To be in the country as an undocumented immigrant is not a crime.
Black’s Law Dictionary defines crime as “an act committed or omitted, in violation of a public law.” It adds that a crime is “distinguished from a civil injury.” Those pushing the narrative, to demonize undocumented immigrants, rely on the argument that to be in the country as an undocumented immigrant is “illegal” and thus by that definition the immigrant is a criminal. The problem is that the law does not make it a crime to be in the country in an “out of status” condition.
First, let us define how someone can be undocumented in the United States. There are two ways to enter the United States. The first is via a federally recognized port of entry where the individual, entering the country, is inspected by an agent of Homeland Security. The agent, pursuant to the laws, either admits the immigrant under a specific category into the country or denies them entry. Each category of admittance has its own restrictions.
The second way to enter the country is through an uncontrolled border point. This type of entry is defined as an illegal entry. The act of illegal entry is generally a misdemeanor. However, it can be a felony, if the immigrant has previously been removed, i.e. deported from the country. Generally, a deportee is issued a warning informing them that any reentry will be prosecuted as a felony.
An immigrant who crosses the border and is properly inspected by an immigration agent does not commit a crime by overstaying their visa allowing them entry into the country. Most undocumented immigrants enter the country through a legal point of entry and simply overstay their authorization visa.
Even the anti-immigration Federation for American Immigration Reform (FAIR) group acknowledges that 30% to 40% of undocumented immigrants simply overstayed their visas.
This translates into the fact that 30-40% of undocumented immigrants are not criminals simply by being in the country in an undocumented status. Overstaying an immigrant visa is like a ticket issued to a red-light runner. Both are civil offenses carrying with them civil penalties. Red-light runners pay a fine and visa over stayers are subject to be removed from the country.
In 2005, the House of Representatives tried to criminalize being in the country by overstaying the visa provisions of the immigrant as a criminal act. HR 4437, also known as the Sensenbrenner Bill, passed the House but failed at the Senate.
To this day, it is not a crime to be in the country as an undocumented immigrant if the immigrant was lawfully admitted through a point of entry. That is at least 30% of the undocumented immigrant population.
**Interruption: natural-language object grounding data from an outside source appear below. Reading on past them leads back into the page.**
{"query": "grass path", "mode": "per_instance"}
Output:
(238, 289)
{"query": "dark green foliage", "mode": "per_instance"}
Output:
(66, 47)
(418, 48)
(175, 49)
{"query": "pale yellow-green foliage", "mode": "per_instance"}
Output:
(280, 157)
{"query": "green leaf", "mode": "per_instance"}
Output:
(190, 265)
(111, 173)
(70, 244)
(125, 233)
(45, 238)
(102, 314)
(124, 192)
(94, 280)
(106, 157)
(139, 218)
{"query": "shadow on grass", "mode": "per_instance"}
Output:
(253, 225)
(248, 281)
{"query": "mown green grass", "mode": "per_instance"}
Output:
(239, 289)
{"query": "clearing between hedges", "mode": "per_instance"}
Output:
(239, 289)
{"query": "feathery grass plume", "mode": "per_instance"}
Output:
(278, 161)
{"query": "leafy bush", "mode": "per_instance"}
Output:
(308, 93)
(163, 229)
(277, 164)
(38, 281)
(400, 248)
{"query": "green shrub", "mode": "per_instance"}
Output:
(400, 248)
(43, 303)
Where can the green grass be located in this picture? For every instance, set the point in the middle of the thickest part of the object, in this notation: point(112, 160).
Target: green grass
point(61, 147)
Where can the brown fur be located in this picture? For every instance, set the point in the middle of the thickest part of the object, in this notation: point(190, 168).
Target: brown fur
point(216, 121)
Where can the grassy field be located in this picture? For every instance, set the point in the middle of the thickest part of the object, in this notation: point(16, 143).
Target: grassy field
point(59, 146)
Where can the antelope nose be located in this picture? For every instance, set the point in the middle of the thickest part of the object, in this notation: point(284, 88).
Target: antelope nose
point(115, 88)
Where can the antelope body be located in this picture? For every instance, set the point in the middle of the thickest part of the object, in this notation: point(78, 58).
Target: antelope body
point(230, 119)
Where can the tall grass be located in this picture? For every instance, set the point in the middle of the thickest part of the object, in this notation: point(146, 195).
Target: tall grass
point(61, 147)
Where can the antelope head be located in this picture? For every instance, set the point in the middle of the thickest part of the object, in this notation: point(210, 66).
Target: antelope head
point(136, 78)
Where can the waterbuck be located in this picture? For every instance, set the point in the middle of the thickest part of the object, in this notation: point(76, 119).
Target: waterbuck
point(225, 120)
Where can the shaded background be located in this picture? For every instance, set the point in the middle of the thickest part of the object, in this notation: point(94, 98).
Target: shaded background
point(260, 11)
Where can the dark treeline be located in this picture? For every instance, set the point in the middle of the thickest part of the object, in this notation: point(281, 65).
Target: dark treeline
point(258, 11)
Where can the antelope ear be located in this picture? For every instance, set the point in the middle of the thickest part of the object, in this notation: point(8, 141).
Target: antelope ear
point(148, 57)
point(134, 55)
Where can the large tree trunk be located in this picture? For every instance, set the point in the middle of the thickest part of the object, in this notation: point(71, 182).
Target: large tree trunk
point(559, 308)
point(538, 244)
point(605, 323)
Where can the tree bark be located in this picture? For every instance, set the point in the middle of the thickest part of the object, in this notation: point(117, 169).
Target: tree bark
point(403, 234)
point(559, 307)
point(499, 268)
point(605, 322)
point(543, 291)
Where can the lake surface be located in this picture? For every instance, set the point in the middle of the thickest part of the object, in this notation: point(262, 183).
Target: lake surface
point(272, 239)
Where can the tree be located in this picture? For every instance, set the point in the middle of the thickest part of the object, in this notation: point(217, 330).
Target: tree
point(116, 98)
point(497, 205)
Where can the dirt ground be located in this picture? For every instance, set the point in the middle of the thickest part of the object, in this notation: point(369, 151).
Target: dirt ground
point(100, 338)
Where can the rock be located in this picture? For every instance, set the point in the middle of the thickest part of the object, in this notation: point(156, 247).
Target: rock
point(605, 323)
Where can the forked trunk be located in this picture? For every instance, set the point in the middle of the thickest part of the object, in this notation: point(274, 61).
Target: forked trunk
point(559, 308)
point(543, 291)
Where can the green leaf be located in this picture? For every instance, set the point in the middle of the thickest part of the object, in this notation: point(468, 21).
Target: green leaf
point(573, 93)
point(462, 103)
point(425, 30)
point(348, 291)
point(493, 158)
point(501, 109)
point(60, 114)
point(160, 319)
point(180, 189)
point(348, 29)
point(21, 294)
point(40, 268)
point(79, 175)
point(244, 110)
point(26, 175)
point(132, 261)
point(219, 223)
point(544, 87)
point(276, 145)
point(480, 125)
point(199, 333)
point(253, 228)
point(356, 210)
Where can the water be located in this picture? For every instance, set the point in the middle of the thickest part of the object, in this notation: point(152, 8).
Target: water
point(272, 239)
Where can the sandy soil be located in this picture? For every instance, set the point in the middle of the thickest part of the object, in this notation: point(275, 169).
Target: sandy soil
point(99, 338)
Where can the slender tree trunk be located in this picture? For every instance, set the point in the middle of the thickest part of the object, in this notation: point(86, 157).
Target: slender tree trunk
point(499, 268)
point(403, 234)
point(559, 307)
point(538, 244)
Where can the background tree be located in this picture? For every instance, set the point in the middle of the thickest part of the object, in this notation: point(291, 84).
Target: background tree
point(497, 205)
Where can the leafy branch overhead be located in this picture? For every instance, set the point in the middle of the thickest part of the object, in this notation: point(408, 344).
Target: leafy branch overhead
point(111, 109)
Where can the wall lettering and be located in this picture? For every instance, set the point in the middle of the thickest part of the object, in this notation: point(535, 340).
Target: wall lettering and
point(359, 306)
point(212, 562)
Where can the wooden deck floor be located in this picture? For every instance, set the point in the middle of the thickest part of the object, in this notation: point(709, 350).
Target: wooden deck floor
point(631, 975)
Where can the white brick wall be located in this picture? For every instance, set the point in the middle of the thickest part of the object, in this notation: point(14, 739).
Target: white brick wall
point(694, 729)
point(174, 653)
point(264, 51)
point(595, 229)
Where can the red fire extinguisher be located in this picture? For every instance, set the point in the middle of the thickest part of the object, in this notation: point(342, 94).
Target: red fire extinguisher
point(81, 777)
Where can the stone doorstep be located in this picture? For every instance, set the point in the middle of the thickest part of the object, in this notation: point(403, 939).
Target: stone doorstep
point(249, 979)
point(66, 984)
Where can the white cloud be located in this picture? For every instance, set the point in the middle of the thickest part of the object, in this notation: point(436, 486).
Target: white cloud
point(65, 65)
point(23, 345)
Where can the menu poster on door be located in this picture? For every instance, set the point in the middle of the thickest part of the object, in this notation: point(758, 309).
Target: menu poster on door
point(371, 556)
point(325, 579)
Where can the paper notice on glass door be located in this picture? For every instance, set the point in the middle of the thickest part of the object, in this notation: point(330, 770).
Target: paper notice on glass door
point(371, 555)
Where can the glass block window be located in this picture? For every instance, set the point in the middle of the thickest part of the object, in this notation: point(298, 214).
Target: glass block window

Interestingly and ignored by those who pursue the narrative of criminalizing undocumented immigrants is that the civil nature of the immigration laws of the country is the single most important reason that immigrants can be expeditiously removed from the country by the border patrol.
This is because the law treats being present in the country as an undocumented immigrant, for those that entered legally, as a civil offense thus eliminating the constitutional protections of court hearings and legal representation. Because the immigrant isn’t charged with a crime, but is instead charged with a civil violation, i.e. being present in the country without documents, then the protections afforded criminal prosecutions are nonexistent. Furthermore, the federal government defines the removal of an immigrant from the country as a civil removal proceeding.
Civil removal proceedings far outnumber criminal prosecutions as the preferred process for removing undocumented immigrants.
If we are to have a meaningful discussion about immigration it is important to understand that a great majority of the undocumented in the country are not criminals.